Provinces that regulate fuel prices

Prince Edward Island

The Island Regulatory and Appeals Commission supervises wholesalers and retailers regarding pricing of automotive fuels and home heating oil and propane. The Commission decides when and how often prices may change. It also determines the minimum and maximum difference between the wholesale and retail price. Retailers applying for price increases must show that the proposed price is fair and reasonable.

Newfoundland and Labrador

The Petroleum Pricing Office regulates fuel prices, under the Petroleum Products Act. The Office sets the maximum retail prices to be charged for gasoline, diesel and furnace oil, including all applicable taxes. Retailers may price at or below the listed prices, but may not exceed them. Prices are set every two weeks or as required to adjust for market developments.
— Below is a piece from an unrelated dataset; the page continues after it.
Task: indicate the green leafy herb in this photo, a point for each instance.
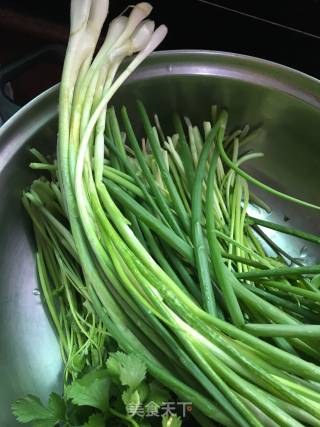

Every three years the Régie de l’énergie determines the minimum retail margin for gasoline and diesel that is required to cover a retailer’s operating costs. They decide if this margin should be included in the total cost used to determine the minimum retail price. The minimum price is calculated based on the wholesale price, plus the transportation costs, applicable taxes and the retail margin. Retail prices must be maintained above this minimum level.

Nova Scotia

Gasoline and diesel prices in this province have been regulated since July 1, 2006. Service Nova Scotia and Municipal Relations, under the Petroleum Product Pricing Act, sets the minimum and maximum prices for various zones in the province. Prices are based on a benchmark price to which are added wholesale and retail margins, as well as transportation allowances and applicable taxes. Prices change every two weeks or as required to adjust for market developments.

New Brunswick

Price regulation of automotive fuels and heating fuels (furnace oil and propane) was introduced on July 1, 2006 under the Petroleum Products Pricing Act. Under the Regulation, the Public Utilities Board sets a maximum price based on a benchmark price to which are added wholesaler and retailer margins as well as all applicable taxes and distribution costs. The Board sets a maximum price for the whole province allowing for additional distribution or delivery charges to various parts of the province. There are no minimum prices set for retailers. Prices are adjusted every two weeks or as required in the event of dramatic changes to the benchmark prices.